Accordingly, it will be appreciated that other suitable algorithms
may be used. The optical flow represents the apparent motion of an
object in a visual scene due to the relative motion between an
observer and the scene itself.
[0110] FIG. 7 shows an example of the optical flow technique,
wherein the rotation of an observer (in this case a fly) is
captured and represented as a 3D and 2D representation. The 2D
representation comprises a plot of elevation and Azmunth, wherein
the optic flow at each location is represented by the direction and
length of each arrow.
[0111] The concept of optical flow is described in more detail in
the following references which are incorporated herein by
reference: S. Baker, D. Scharstein, J. Lewis, S. Roth, M. J. Black,
and R. Szeliski. A database and evaluation methodology for optical
flow. In ICCV, 2007; Wedel, T. Pock, and D. Cremers. Structure- and
motion-adaptive regularization for high accuracy optic flow. In
ICCV, 2009; Wedel, T. Pock, C. Zach, D. Cremers, and H. Bischof. An
improved algorithm for TV-L1 optical flow. In Dagstuhl Motion
Workshop, 2008; M. Werlberger, W. Trobin, T. Pock, A. Wedel, D.
Cremers, and H. Bischof. Anisotropic Huber-L1 optical flow. In
BMVC, 2009; H. Zimmer, A. Bruhn, J. Weickert, L. Valgaerts, A.
Salgado, B. Rosenhahn, and H.-P. Seidel. Complementary optic flow.

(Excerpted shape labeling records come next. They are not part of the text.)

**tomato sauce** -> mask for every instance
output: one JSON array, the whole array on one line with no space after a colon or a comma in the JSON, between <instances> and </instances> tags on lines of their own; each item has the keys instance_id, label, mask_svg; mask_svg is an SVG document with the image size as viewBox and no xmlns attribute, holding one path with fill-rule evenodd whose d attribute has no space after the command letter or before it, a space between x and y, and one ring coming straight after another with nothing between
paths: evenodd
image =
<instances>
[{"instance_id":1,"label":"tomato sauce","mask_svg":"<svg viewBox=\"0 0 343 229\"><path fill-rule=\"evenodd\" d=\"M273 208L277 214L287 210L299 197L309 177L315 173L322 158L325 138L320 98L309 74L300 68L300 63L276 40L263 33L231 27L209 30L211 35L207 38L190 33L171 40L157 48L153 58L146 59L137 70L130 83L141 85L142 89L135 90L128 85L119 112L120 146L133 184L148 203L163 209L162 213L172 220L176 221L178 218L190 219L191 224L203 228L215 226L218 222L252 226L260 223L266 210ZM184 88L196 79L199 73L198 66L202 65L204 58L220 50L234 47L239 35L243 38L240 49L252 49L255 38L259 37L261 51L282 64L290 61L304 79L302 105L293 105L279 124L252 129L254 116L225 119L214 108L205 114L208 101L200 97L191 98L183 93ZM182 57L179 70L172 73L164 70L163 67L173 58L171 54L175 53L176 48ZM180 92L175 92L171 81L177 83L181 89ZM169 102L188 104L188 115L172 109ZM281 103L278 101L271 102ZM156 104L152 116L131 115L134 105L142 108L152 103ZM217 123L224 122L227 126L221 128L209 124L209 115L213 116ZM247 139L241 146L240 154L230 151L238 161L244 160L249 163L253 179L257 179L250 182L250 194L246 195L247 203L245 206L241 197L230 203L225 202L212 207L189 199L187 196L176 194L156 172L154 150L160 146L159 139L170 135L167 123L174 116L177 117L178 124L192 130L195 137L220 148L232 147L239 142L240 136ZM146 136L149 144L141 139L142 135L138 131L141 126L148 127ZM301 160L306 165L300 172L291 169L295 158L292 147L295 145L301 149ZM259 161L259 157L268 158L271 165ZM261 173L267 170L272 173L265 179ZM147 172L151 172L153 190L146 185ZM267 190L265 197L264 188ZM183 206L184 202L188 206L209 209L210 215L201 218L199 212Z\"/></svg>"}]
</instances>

In EMMCVPR, 2009; M. Sorci, Automatic face analysis in static and
dynamic environments, Chapter 9, PhD. Thesis, EPFL 2009.
[0112] Herein the application of the optical flow technique is
particularly convenient due to the amount of constraints of the
moving object that is described (which in this example is the head
of a subject). These constraints can be considered to include at
least one or more of the following: the fixed position of the
camera; the profile and consistent position of the subject in the
scene; the known movement of the head (frontal-top-frontal-bottom);
the uniform background.
[0113] The aforementioned constraints allow combining the
description of the movement provided by the optical flow with a
series of heuristics so as to filter the different sources of noise
that occur during the video acquisition process. Examples of noise
that can be filtered include shadows due to changes in lightning
conditions; subtle movements of the camera; noise of the
acquisition system.
[0114] FIG. 8 shows an exemplary process for extracting dynamic
features. Wherein a sequence of images 11 (for example those shown
in of FIG. 6) obtained by the imaging unit 10 are sent to the
imaging module 10. The imaging module 10 thereafter sends the
images 11 to the parameter extraction module 6. The parameter
extraction module is operable to extract the dynamic features from
the images.
[0115] In this example the images are first processed by an optic
flow module 16 of the extraction module 6 to map the direction and
movement of the subject in 3D and 2D optic flow representations.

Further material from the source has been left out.